Lyncher: La prochaine génération de dirigeants devra maîtriser et naviguer dans certains aspects vraiment difficiles de ce monde dans lequel nous vivons. Cela signifie être apte à gérer différentes personnalités, modes de vie, préférences et idées. La prochaine génération de leaders doit être habile à être inclusive afin d’avoir accès aux meilleurs bassins de talents – et tout est une question de talent. Avoir accès aux bassins de talents les meilleurs et les plus diversifiés deviendra un avantage concurrentiel. Si vous n’êtes pas dans un endroit qui vous valorise pour votre point de vue unique, vos compétences et votre travail qui vous satisfait le plus, trouvez un meilleur endroit où vivre. Une culture mieux adaptée à vous.

McEwen: Il a été prouvé que les femmes ont plus de mal à partager le bon travail qu’elles ont fait. Il est donc important de défendre vos intérêts, ainsi que ceux des autres femmes avec lesquelles vous travaillez. Il n’y a rien de mal à dire : « Hé, je veux te parler de quelque chose dont je suis vraiment fier. Et j’encourage les femmes à se faire entendre et à être visibles pour trouver un allié ou un mentor. Sensibiliser les dirigeants à l’impact positif de quelqu’un est un excellent moyen de créer des groupes qui ne seraient peut-être pas reconnus autrement.

Murray: J’ai eu beaucoup de soutien de la part des femmes, même si la plupart des personnes à qui j’ai rendu compte dans ma carrière étaient des hommes.
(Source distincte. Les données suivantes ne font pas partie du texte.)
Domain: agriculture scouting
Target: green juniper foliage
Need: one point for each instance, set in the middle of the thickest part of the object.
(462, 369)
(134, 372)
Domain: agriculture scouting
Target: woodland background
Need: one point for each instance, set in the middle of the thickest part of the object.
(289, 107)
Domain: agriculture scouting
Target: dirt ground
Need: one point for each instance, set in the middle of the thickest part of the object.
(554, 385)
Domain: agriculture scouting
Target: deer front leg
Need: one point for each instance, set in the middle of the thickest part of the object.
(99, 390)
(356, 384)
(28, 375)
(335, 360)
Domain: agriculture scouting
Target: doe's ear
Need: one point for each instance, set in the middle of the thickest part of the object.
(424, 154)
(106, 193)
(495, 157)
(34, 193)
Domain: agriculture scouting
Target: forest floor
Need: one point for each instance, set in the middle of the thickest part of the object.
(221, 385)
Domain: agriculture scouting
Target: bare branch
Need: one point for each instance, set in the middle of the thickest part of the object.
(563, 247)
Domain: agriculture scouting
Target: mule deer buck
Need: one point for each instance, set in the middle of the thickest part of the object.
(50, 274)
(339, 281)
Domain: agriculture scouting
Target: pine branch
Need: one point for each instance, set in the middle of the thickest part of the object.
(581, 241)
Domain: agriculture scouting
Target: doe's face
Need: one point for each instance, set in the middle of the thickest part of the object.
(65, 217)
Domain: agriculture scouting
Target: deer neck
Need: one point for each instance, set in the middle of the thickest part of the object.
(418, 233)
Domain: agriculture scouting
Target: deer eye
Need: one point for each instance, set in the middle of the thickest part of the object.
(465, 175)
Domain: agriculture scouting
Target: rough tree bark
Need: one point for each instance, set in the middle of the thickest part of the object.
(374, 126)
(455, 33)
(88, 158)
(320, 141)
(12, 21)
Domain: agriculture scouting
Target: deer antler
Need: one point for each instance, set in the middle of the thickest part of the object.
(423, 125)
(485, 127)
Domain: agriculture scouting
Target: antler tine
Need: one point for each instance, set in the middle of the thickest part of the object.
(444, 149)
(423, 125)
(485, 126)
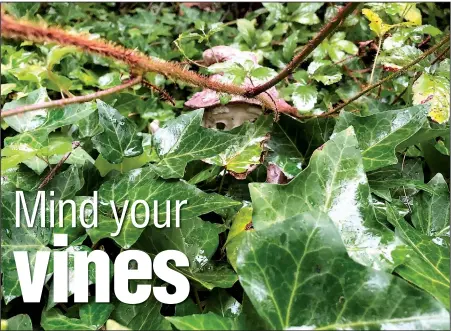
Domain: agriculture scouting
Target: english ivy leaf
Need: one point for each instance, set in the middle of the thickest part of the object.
(433, 90)
(247, 30)
(70, 114)
(425, 262)
(198, 240)
(209, 321)
(262, 73)
(89, 126)
(377, 25)
(222, 304)
(108, 80)
(96, 314)
(381, 133)
(30, 120)
(128, 235)
(22, 147)
(305, 13)
(71, 270)
(67, 183)
(144, 184)
(426, 133)
(324, 71)
(335, 183)
(241, 223)
(143, 316)
(292, 270)
(73, 232)
(408, 11)
(120, 137)
(18, 322)
(304, 97)
(22, 178)
(54, 320)
(183, 140)
(289, 46)
(240, 157)
(431, 210)
(129, 163)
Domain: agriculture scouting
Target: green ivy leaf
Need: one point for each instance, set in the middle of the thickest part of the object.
(198, 240)
(335, 183)
(241, 223)
(304, 97)
(96, 314)
(425, 262)
(70, 114)
(183, 140)
(431, 209)
(18, 322)
(223, 304)
(209, 321)
(144, 184)
(435, 91)
(247, 30)
(305, 13)
(247, 148)
(297, 273)
(381, 133)
(30, 120)
(143, 316)
(120, 136)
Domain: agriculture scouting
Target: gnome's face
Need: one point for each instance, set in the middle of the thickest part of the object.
(239, 109)
(227, 117)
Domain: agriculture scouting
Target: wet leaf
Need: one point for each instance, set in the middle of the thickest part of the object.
(297, 274)
(425, 262)
(183, 140)
(381, 133)
(335, 183)
(433, 90)
(120, 136)
(247, 148)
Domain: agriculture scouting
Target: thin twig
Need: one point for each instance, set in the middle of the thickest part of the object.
(68, 101)
(375, 59)
(386, 79)
(306, 51)
(196, 296)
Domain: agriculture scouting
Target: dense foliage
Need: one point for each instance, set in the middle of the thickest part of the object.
(329, 222)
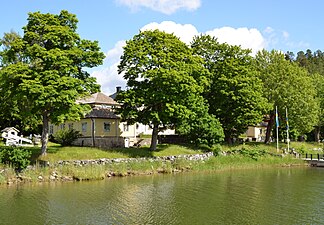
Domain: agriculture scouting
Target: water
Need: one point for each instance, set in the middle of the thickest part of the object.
(266, 196)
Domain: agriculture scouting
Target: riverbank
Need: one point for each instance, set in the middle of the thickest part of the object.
(78, 170)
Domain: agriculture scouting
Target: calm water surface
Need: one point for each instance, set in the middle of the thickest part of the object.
(266, 196)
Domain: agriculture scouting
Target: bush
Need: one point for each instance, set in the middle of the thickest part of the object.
(216, 149)
(17, 157)
(66, 137)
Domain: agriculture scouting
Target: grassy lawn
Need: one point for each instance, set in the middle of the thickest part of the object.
(301, 147)
(56, 152)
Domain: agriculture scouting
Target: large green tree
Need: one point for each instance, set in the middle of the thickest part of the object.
(286, 85)
(164, 84)
(49, 76)
(8, 105)
(235, 91)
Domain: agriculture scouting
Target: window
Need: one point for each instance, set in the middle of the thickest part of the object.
(84, 127)
(51, 130)
(126, 127)
(106, 127)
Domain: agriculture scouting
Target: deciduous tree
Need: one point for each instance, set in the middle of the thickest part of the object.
(288, 85)
(235, 91)
(49, 76)
(164, 80)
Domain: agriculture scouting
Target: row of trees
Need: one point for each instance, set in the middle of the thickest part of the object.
(208, 91)
(211, 90)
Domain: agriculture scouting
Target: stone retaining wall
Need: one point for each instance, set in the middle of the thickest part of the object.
(195, 157)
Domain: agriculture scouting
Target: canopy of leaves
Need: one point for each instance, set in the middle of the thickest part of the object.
(44, 69)
(235, 91)
(163, 78)
(288, 85)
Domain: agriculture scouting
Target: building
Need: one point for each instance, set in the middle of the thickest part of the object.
(101, 127)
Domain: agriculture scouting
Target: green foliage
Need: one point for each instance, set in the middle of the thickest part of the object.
(216, 149)
(45, 70)
(252, 153)
(285, 84)
(235, 91)
(66, 137)
(163, 77)
(200, 127)
(17, 157)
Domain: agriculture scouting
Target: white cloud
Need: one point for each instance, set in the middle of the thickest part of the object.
(285, 34)
(246, 38)
(185, 32)
(107, 75)
(275, 38)
(268, 30)
(164, 6)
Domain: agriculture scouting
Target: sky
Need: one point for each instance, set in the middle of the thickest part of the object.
(285, 25)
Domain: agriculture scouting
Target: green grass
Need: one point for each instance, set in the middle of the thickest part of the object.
(56, 152)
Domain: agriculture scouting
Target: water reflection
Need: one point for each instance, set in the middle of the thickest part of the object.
(265, 196)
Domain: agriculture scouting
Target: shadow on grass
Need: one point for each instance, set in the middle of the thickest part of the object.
(138, 152)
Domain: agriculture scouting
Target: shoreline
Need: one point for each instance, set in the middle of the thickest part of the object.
(105, 169)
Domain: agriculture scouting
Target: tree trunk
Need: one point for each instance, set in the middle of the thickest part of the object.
(155, 133)
(269, 129)
(45, 133)
(317, 133)
(228, 139)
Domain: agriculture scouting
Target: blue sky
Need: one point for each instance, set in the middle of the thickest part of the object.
(286, 25)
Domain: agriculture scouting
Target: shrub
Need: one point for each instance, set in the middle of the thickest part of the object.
(216, 149)
(66, 137)
(17, 157)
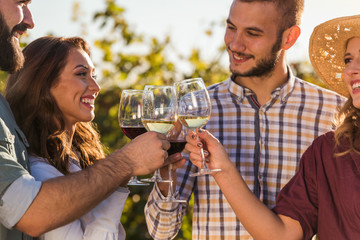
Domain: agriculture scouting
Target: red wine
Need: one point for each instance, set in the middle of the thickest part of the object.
(133, 132)
(176, 147)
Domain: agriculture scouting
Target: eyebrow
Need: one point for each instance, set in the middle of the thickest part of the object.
(82, 66)
(248, 28)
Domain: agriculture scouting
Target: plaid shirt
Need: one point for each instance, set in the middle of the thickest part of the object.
(264, 142)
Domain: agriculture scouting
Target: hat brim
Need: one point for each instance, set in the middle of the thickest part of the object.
(327, 48)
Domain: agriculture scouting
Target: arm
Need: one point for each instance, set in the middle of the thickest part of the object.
(247, 207)
(63, 199)
(102, 222)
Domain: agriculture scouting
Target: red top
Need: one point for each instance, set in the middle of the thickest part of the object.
(324, 195)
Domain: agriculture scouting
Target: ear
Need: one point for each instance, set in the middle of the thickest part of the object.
(290, 36)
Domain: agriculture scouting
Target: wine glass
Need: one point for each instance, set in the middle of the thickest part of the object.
(177, 138)
(158, 114)
(194, 110)
(129, 117)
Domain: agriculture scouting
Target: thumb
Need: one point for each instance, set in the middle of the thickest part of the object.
(207, 137)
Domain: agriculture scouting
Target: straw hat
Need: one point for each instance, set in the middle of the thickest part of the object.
(327, 48)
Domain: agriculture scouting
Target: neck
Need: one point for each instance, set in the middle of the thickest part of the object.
(263, 86)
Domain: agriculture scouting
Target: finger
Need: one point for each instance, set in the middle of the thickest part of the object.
(179, 164)
(195, 157)
(172, 159)
(192, 139)
(165, 144)
(192, 148)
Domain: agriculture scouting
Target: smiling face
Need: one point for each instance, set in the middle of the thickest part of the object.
(15, 19)
(251, 38)
(76, 89)
(351, 74)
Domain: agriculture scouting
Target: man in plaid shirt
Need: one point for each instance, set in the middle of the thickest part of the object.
(263, 115)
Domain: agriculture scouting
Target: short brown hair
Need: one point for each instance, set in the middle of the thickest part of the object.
(290, 11)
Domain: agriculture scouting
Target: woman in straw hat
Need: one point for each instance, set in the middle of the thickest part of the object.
(324, 196)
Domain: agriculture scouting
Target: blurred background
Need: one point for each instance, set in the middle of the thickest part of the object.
(138, 42)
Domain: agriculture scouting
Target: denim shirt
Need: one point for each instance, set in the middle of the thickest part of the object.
(17, 188)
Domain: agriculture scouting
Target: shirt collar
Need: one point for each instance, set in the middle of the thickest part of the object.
(284, 91)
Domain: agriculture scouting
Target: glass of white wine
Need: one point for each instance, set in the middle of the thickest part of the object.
(194, 110)
(129, 117)
(158, 115)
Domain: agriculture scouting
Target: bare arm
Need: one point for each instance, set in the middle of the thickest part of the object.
(258, 220)
(64, 199)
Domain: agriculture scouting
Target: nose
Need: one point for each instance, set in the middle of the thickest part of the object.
(28, 19)
(234, 42)
(353, 68)
(94, 86)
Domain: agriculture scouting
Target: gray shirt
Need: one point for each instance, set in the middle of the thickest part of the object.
(17, 187)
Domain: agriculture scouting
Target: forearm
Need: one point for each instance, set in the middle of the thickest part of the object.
(258, 220)
(64, 199)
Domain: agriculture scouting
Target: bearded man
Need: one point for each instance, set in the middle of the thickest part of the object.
(263, 115)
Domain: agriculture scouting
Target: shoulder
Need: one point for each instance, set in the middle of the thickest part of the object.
(41, 169)
(316, 90)
(322, 146)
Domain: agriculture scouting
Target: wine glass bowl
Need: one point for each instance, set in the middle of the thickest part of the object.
(158, 114)
(129, 117)
(194, 110)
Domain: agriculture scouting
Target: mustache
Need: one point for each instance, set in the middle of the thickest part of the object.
(20, 27)
(240, 53)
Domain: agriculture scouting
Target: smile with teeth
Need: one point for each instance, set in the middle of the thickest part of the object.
(239, 57)
(17, 35)
(356, 85)
(88, 101)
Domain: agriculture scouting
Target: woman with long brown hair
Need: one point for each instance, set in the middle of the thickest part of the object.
(52, 98)
(323, 197)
Ils ont été formidables et solidaires, mais je pense que cela revient aux conseils pratiques qu’Anita et Monica ont également partagés sur la promotion de cette promotion, en parlant des personnes qui ne sont pas visibles dans la salle ou à la table.
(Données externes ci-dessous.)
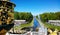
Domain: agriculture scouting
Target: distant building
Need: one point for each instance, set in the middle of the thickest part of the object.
(54, 22)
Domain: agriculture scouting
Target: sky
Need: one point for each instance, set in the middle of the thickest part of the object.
(37, 6)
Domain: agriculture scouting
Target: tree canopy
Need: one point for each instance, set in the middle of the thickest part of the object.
(50, 16)
(23, 16)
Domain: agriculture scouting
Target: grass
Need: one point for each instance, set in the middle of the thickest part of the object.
(24, 25)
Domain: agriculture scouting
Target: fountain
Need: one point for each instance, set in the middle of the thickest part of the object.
(6, 16)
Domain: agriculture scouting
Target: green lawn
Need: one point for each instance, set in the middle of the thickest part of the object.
(24, 25)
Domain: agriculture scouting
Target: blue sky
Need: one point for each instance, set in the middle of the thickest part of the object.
(37, 6)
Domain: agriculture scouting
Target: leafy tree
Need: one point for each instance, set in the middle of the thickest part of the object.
(23, 16)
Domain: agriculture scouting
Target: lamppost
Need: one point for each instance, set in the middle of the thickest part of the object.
(6, 16)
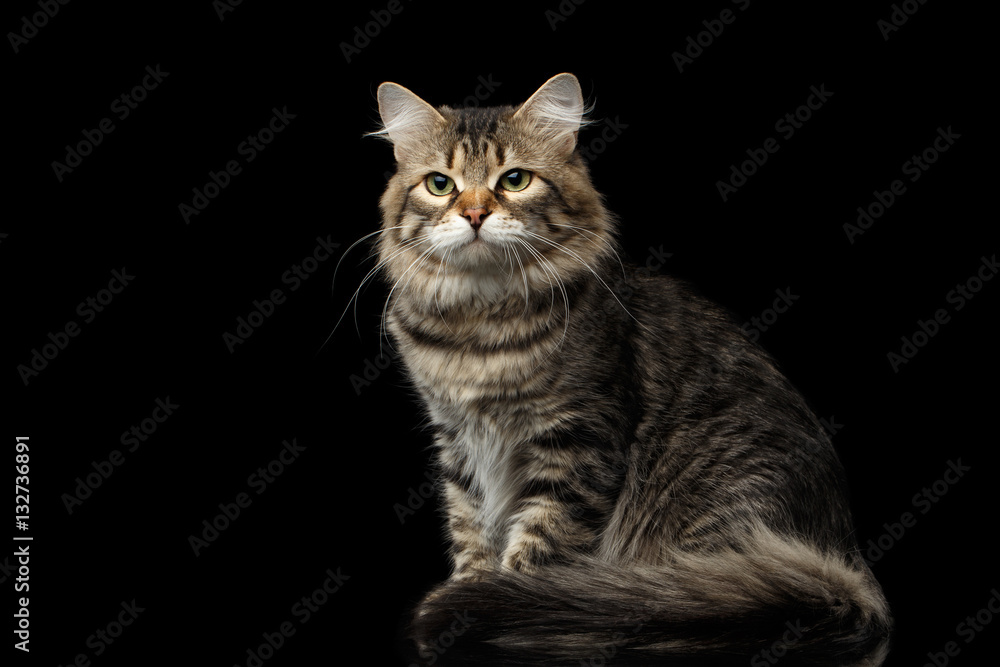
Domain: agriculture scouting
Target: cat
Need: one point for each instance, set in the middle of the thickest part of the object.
(620, 466)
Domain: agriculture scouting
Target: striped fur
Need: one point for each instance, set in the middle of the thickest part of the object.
(611, 446)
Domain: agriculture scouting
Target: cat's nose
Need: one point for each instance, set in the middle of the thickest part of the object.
(475, 216)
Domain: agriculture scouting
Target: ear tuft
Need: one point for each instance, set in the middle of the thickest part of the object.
(406, 119)
(556, 110)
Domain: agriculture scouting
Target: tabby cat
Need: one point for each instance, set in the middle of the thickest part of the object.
(620, 466)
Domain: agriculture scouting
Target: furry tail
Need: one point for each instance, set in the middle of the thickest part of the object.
(777, 597)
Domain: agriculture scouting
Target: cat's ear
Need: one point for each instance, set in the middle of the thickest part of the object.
(406, 119)
(556, 111)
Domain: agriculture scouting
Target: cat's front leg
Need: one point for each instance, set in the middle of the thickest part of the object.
(469, 550)
(560, 506)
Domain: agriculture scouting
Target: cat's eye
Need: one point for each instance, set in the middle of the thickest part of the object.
(515, 180)
(439, 184)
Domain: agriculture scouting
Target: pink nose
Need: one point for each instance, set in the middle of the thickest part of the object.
(475, 216)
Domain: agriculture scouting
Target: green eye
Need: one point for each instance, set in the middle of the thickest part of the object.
(515, 180)
(440, 185)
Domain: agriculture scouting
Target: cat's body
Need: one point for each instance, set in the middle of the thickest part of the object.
(618, 460)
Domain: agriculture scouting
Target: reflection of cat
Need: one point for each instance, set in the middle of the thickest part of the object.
(610, 450)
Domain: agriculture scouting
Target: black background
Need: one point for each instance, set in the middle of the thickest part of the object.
(334, 507)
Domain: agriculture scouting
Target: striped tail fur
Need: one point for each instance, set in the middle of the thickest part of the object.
(775, 601)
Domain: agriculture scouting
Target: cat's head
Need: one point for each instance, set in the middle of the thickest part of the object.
(488, 203)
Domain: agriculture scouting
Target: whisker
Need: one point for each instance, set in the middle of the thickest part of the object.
(583, 262)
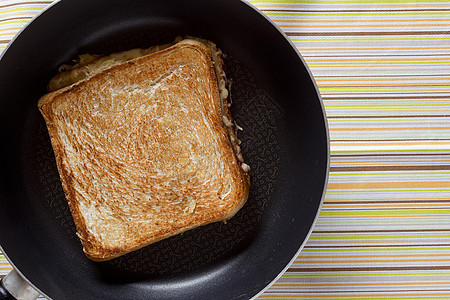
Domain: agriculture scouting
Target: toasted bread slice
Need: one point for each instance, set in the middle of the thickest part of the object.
(146, 148)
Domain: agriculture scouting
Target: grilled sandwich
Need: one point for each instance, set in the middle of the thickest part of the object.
(145, 145)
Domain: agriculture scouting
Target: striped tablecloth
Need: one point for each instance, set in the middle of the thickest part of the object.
(383, 69)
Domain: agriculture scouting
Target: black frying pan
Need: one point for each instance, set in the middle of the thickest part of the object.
(285, 141)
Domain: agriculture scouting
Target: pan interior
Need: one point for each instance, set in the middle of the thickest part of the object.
(284, 141)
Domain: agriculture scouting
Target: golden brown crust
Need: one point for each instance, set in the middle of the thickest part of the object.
(143, 152)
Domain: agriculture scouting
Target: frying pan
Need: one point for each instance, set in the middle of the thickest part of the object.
(285, 141)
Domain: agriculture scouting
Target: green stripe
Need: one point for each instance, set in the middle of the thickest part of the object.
(376, 62)
(385, 212)
(424, 248)
(390, 236)
(28, 8)
(374, 38)
(365, 191)
(388, 173)
(343, 1)
(359, 13)
(367, 274)
(316, 296)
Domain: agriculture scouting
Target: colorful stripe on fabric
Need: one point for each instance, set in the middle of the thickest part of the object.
(383, 70)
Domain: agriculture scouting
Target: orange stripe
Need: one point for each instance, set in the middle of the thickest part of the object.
(346, 84)
(368, 241)
(381, 216)
(388, 185)
(390, 128)
(388, 199)
(376, 48)
(387, 144)
(352, 295)
(387, 25)
(370, 255)
(403, 205)
(413, 21)
(336, 261)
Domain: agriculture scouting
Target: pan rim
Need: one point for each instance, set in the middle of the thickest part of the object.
(326, 126)
(328, 149)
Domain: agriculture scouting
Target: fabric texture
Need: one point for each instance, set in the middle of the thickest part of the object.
(383, 71)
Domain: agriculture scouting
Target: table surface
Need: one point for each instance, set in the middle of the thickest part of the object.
(383, 70)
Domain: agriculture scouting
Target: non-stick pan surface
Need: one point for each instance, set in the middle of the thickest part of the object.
(285, 141)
Et j’aime encadrer les autres. Je regarde une tâche que je dois faire et je me demande s’il y a quelqu’un d’autre qui pourrait en bénéficier pour son propre développement de carrière ? Parce que pour eux ce serait quelque chose de nouveau, alors que je l’ai fait 10 fois, je n’ai pas besoin de le refaire. Il est important de trouver ces opportunités à apporter aux autres, même s’ils travaillent dans un département complètement différent.

Et soit dit en passant, la notion courante selon laquelle les femmes ne soutiennent pas les autres femmes n’est tout simplement pas vraie, d’après mon expérience. J’ai commencé Maple Square après avoir écouté un podcast vraiment cool sur les données, c’est hors d’Allemagne, et j’ai remarqué qu’ils n’avaient que des mecs. J’ai donc pensé que je voulais créer un lieu où les femmes qualifiées et disponibles pour parler de ces sujets peuvent être consultées. Je voulais que l’excuse du « nous ne savons tout simplement pas où les trouver (des conférencières qualifiées) » soit effacée.